What is a PhD Really Worth? - rflrob
http://www.nature.com/naturejobs/2011/110421/full/nj7343-381a.html

======
cyrus_
1\. You learn how to think rigorously about complex ideas in graduate school.
Believe it or not, that is valuable in any career.

2\. You are free to work on projects that are ridiculously ambitious in
graduate school. Show me a VC willing to fund a (tech-sector) project with a
ten-year R&D cycle (actually, if you're out there, contact me!)

3\. The academic culture is quite nice for folks of a naturally intellectual
persuasion. The business culture is rife with lax ethical practices and hand-
wavy belief systems that, for a certain type of person, can be draining to
deal with. Academia has some of this, but its not even close to being of
comparable magnitude.

------
bgalbraith
tl;dr - we learn how to get by with less...

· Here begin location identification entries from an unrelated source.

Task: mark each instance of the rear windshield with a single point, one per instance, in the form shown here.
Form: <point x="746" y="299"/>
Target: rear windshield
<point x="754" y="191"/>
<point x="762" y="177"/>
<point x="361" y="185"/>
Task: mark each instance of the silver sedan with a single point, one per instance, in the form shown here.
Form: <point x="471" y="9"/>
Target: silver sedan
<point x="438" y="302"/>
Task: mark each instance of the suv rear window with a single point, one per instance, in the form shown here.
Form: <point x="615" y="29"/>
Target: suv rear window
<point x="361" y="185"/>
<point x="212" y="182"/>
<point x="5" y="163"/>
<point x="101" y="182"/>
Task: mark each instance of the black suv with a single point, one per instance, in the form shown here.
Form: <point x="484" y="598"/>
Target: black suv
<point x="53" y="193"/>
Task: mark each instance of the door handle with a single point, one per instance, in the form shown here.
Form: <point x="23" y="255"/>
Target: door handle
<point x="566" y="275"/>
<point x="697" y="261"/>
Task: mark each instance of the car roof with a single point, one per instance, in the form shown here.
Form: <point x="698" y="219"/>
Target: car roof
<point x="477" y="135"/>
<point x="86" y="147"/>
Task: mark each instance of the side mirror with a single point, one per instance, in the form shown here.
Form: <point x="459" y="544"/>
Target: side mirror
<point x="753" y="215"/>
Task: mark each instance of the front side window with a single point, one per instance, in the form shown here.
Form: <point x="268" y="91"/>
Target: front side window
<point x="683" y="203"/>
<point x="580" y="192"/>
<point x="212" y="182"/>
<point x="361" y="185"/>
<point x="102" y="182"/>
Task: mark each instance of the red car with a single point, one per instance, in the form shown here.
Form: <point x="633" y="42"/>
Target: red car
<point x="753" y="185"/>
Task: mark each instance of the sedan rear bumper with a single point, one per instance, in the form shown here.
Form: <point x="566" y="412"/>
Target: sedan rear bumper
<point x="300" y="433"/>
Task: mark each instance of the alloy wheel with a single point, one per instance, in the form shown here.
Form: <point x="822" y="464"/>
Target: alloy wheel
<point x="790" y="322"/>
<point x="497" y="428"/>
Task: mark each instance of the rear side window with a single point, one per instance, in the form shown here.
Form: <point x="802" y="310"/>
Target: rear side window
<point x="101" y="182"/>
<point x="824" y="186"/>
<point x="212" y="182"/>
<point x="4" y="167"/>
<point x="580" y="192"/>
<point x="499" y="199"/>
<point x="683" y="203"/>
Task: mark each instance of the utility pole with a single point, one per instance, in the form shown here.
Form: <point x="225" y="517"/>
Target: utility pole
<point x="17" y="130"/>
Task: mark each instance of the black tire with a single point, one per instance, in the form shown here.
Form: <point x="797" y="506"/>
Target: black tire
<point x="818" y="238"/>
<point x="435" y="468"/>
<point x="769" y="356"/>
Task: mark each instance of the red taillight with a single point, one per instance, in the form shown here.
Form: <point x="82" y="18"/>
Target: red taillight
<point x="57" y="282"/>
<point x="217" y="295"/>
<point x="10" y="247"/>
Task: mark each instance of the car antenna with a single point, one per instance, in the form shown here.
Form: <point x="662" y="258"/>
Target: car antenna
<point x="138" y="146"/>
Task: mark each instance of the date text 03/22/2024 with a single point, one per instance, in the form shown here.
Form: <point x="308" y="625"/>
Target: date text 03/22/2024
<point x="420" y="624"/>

Thanks Nature, I'm glad that the main value you see in our spending 4+ years
in advanced scientific study amounts to building a healthy respect for free
food.

In pure economic terms, yes, the PhD seems almost always the wrong option. I'm
curious about other factors such as general wellbeing and quality of life.
Though chasing nonexistent tenure track positions while hopping from postdoc
to postdoc probably isn't all that great.. Straight to industry for me.

------
FaceKicker
You don't get a Ph.D. for the money...everyone knows that. You get it so you
can be a professional researcher (if that is in fact what you want).